Twenty-three percent of patients treated with the combo were alive at the three-year mark compared with 15% on chemo, Bristol Myers said. Meanwhile, Opdivo/Yervoy continued to show a reduction in risk of death with a median OS of 18.1 months compared with 14.1 months for chemo.
Meanwhile, the combo continued to show durable responses underscoring those OS results. At three years, 28% of responders previously treated with Opdivo-Yervoy but off therapy for one year remained in response compared with 0% on chemo. Overall, the combo posted a median duration of response of 11.6 months compared with 6.7 months for chemo and an objective response rate that was “comparable” to chemo — 39.6% to 44%, respectively.
“For patients with malignant pleural mesothelioma, the prognosis is generally poor, with a five-year survival rate of approximately 10%,” said Solange Peters, an oncologist at the Lausanne University Hospital in Switzerland, in a statement. “In this aggressive cancer that historically has had limited treatment options, we’ve now not only seen the potential for patients to live longer with (Opdivo) plus (Yervoy), but that this benefit is sustained at three years compared to treatment with chemotherapy.
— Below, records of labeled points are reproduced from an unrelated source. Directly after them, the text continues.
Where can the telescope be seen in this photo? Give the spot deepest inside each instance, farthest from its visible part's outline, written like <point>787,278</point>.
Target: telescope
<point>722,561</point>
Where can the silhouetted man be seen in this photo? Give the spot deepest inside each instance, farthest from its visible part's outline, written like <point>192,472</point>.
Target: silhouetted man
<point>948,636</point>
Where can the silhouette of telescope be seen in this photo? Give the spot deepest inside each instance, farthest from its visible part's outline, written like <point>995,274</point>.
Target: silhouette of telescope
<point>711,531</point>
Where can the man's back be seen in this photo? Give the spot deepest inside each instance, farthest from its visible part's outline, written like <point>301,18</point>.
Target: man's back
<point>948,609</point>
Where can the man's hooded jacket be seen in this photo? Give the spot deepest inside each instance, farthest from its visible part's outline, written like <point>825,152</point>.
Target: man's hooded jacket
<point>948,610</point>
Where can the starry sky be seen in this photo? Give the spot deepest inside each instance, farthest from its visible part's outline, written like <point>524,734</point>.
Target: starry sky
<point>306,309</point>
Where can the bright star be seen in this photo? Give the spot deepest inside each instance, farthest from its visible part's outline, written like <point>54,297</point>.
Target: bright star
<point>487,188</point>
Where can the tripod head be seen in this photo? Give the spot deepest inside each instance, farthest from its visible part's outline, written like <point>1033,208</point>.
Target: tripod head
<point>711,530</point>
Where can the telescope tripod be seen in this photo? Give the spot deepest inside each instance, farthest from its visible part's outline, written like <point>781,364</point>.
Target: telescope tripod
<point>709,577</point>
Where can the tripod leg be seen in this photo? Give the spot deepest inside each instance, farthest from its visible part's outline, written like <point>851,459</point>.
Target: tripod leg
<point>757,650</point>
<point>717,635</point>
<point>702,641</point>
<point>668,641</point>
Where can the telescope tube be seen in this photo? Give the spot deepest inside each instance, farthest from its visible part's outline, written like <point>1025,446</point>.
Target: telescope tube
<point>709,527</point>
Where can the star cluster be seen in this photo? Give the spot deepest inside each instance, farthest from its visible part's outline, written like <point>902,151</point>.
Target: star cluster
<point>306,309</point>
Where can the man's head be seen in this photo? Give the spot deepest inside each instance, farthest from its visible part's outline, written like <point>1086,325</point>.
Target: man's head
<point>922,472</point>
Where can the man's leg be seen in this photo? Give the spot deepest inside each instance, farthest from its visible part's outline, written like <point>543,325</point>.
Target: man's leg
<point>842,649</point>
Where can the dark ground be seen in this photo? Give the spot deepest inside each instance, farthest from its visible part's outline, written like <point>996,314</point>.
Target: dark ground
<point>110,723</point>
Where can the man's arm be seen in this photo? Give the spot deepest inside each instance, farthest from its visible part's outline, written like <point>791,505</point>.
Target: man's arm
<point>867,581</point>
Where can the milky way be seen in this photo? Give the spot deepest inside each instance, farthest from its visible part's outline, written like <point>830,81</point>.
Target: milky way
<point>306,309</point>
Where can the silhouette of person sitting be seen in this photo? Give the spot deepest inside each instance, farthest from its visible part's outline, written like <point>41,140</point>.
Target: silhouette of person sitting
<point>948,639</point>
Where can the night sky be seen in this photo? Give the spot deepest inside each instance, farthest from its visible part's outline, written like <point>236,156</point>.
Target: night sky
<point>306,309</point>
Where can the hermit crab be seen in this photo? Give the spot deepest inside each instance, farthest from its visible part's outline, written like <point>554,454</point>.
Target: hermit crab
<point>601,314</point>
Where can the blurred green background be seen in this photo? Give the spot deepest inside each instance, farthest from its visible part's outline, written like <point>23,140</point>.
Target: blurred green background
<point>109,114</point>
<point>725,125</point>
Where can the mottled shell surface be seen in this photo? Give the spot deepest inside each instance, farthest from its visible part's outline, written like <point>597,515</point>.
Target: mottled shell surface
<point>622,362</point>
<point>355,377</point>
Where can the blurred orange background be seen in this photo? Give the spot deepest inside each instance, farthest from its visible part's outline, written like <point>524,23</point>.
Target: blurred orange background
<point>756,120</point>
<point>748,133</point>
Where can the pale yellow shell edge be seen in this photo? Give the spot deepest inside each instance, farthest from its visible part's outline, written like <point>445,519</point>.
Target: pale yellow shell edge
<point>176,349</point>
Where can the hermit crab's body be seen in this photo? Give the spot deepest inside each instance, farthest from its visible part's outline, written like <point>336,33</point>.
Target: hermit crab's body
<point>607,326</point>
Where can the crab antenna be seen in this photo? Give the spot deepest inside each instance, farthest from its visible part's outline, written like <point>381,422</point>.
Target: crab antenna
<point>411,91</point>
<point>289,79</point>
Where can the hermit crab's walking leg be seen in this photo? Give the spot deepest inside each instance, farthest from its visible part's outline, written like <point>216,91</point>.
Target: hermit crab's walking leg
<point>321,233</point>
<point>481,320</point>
These results give us further proof of the durability of the outcomes achieved with this combination.”
The Opdivo/Yervoy combo is now approved in 14 regulatory zones for this indication, where it received an initial FDA approval in October. The immunotherapy regimen was the first new systemic therapy approved to treat unresectable malignant mesothelioma since 2004.
The follow-on data is the first look at Bristol Myers’ planned slate at this year’s ESMO, which starts on Friday. In addition to the CHECKMATE-743 data, the drugmaker is rolling out more survival data for the Opdivo-Yervoy combo in other indications and an update on investigational LAG-3 inhibitor relatlimab’s pivotal study. There’s also a planned late-breaker from the Opdivo-Yervoy combo in CHECKMATE-649 in first-line gastric cancer.